Fig. 1 is a longitudinal sectional view of the first embodiment of the present invention, Fig. 2 is a transverse sectional view of the same, Fig. 3 is a longitudinal sectional view of another embodiment, and Fig. 4 A shows the opening of the other embodiment. A cross-sectional view of the intake manifold, FIG. 5 is a cross-sectional view showing an embodiment of the multiple intake valve system. 1...Cylinder head, 2...Cylinder block, 3...Piston, 4...
Combustion chamber, 5...Intake valve, 7a...Primary swirl port, 7b...Secondary output port, 9
......Bulkhead, 11 a...List intake passage, 1l b...Secondary intake passage, 11...

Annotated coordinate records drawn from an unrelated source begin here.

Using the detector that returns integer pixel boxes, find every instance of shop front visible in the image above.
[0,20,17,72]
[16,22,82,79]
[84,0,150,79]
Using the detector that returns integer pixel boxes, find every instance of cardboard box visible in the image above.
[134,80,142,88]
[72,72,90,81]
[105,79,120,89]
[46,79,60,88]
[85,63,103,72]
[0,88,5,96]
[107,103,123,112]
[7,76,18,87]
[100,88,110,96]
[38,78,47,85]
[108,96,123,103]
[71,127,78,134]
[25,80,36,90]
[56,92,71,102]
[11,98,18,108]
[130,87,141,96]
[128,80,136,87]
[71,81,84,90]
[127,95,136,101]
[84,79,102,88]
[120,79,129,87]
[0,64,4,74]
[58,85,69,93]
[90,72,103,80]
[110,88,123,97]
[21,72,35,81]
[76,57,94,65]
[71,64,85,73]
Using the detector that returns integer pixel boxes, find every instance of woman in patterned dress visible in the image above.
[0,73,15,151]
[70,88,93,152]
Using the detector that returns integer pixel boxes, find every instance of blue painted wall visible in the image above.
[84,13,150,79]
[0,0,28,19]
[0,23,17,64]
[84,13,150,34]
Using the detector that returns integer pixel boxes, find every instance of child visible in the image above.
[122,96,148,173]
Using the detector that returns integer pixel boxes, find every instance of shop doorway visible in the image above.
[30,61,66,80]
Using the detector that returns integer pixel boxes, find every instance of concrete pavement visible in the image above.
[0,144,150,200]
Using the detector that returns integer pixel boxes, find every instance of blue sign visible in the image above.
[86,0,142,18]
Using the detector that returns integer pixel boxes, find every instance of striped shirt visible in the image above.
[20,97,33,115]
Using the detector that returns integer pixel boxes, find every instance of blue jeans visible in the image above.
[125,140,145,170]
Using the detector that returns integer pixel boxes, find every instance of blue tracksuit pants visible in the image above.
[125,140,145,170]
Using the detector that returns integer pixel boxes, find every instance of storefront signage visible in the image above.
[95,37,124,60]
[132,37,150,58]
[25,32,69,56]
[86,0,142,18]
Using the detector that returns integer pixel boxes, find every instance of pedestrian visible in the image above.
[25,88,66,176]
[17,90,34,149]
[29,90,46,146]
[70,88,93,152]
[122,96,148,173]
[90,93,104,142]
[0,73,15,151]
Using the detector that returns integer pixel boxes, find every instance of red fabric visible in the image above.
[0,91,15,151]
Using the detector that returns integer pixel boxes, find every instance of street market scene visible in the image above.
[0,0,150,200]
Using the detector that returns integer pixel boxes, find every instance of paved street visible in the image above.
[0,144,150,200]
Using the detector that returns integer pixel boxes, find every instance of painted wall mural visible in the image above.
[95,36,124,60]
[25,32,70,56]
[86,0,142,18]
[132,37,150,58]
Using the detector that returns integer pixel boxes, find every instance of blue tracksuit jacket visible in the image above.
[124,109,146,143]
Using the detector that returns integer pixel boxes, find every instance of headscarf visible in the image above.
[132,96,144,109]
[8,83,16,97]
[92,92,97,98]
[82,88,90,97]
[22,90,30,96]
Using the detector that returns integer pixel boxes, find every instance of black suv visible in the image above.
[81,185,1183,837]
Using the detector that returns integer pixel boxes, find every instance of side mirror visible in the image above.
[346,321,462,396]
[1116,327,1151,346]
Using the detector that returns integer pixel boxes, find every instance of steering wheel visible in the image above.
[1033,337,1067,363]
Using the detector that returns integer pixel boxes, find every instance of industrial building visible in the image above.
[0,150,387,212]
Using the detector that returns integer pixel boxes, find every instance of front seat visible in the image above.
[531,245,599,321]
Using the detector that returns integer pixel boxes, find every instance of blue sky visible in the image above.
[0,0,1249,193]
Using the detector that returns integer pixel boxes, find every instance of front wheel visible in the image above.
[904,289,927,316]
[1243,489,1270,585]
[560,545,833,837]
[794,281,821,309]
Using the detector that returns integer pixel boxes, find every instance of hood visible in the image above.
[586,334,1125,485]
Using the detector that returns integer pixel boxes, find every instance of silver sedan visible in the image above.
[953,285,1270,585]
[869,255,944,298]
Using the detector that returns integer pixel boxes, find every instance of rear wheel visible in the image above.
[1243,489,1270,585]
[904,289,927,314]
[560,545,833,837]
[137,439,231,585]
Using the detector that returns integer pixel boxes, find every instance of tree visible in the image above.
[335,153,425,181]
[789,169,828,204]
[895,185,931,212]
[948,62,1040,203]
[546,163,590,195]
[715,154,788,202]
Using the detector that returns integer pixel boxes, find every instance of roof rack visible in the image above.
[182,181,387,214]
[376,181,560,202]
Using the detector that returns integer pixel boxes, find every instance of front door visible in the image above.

・Intake passage, 12... Bulkhead, 13...
Secondary throttle valve, 15... Main throttle valve, 16...
Link, 17 a, 17 b... Throttle valve lever, 19... SU carburetor body, 25...
Double-barrel carburetor, 30...Intake manifold, 3
1... Branch, 33... Bulkhead.

Claims (2)

[Scope of utility model registration request] 1. In the low and medium speed range of the engine, the mixture is supplied through the primary side swale port to create a rotational motion in the mixture flow flowing into the combustion chamber, and in the high speed range, the mixture is also supplied through the secondary side output port with low suction resistance. In a multi-cylinder internal combustion engine, primary and secondary intake passages are formed in each branch part of the intake manifold through a partition wall to communicate with the two ports, respectively. A double-intake internal combustion engine in which a secondary throttle valve provided in a secondary intake passage for each cylinder is linked directly or indirectly with a main throttle valve in a collective intake passage upstream of a branch section. 2. The dual-intake internal combustion engine according to claim 1, wherein the secondary throttle valve is fully closed in the engine low-medium speed range and opens in accordance with the amount of intake air in the high-speed range.